Componist/tekstschrijver Stephen Sondheim en regisseur Hal Prince heroriënteerden het genre in de jaren 1970 door conceptmusicals te introduceren, shows die rond een idee waren opgebouwd in plaats van een traditioneel plot. Company (1970), Follies (1972) en A Little Night Music (1973) waren een succes, terwijl de rockmusicals snel naar de achtergrond verdwenen. De conceptmusical bereikte zijn hoogtepunt met A Chorus Line (1974), bedacht en geregisseerd door Michael Bennett. No, No, Nanette (1973) gaf de aanzet tot een reeks populaire revivals uit de jaren 1970, maar tegen het einde van de decennia werd de strijdlijn getrokken tussen serieuze nieuwe werken (Sweeney Todd) en zwaar gecommercialiseerde Britse megamusicals (Evita).

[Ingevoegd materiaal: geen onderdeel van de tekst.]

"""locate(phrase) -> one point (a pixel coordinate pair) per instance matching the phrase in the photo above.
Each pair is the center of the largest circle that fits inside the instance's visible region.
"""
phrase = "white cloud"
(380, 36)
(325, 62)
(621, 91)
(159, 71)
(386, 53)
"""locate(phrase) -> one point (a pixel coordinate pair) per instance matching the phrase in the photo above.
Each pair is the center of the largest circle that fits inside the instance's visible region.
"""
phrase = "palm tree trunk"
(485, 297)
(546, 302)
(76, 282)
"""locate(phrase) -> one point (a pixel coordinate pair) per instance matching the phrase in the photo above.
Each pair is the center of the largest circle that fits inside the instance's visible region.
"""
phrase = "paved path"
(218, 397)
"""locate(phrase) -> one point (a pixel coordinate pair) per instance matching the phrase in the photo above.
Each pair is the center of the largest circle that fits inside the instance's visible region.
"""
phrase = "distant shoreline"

Het publiek besliste zwaar in het voordeel van de megamusicals, dus de jaren 1980 brachten een opeenvolging van langlopende “Britse hits” naar Broadway Cats, Les Miserables, Phantom of the Opera en Miss Saigon waren licht op intellectuele inhoud en zwaar op speciale effecten en marketing.
In de jaren negentig konden nieuwe megamusicals het publiek niet meer bekoren, en de kosten waren zo hoog dat zelfs langlopende hits (Crazy for You, Sunset Boulevard) op Broadway geen winst meer konden maken. Nieuwe podiummusicals hadden nu de steun nodig van multimiljoenen ondernemingen om zich te ontwikkelen en te slagen, een trend die bewezen werd door Disneys Lion King, en Livents Ragtime. Zelfs Rent en Titanic werden gesteund door kleinere, op Broadway gebaseerde bedrijven.
Toen de 20e eeuw eindigde, was het musicaltheater in een onzekere staat, vertrouwend op herhalende nummers (Fosse) en toneelversies van oude films (Footloose, Saturday Night Fever), evenals de nog steeds lopende mega-musicals van het vorige decennium. Maar vanaf het jaar 2000 verraste een nieuwe opleving van de Amerikaanse muzikale komedies Broadway. The Producers, Urinetown, Thoroughly Modern Millie, Hairspray – grappig, melodieus en inventief geënsceneerd, boden deze hits nieuwe hoop voor het genre.
Wat ligt er in de toekomst in het verschiet? Het is moeilijk te zeggen, maar er zullen zeker nieuwe musicals komen. De musical zal misschien naar plaatsen gaan die sommige van zijn fans niet zullen willen volgen, maar de vorm zal voortleven zolang mensen houden van een verhaal verteld met liedjes.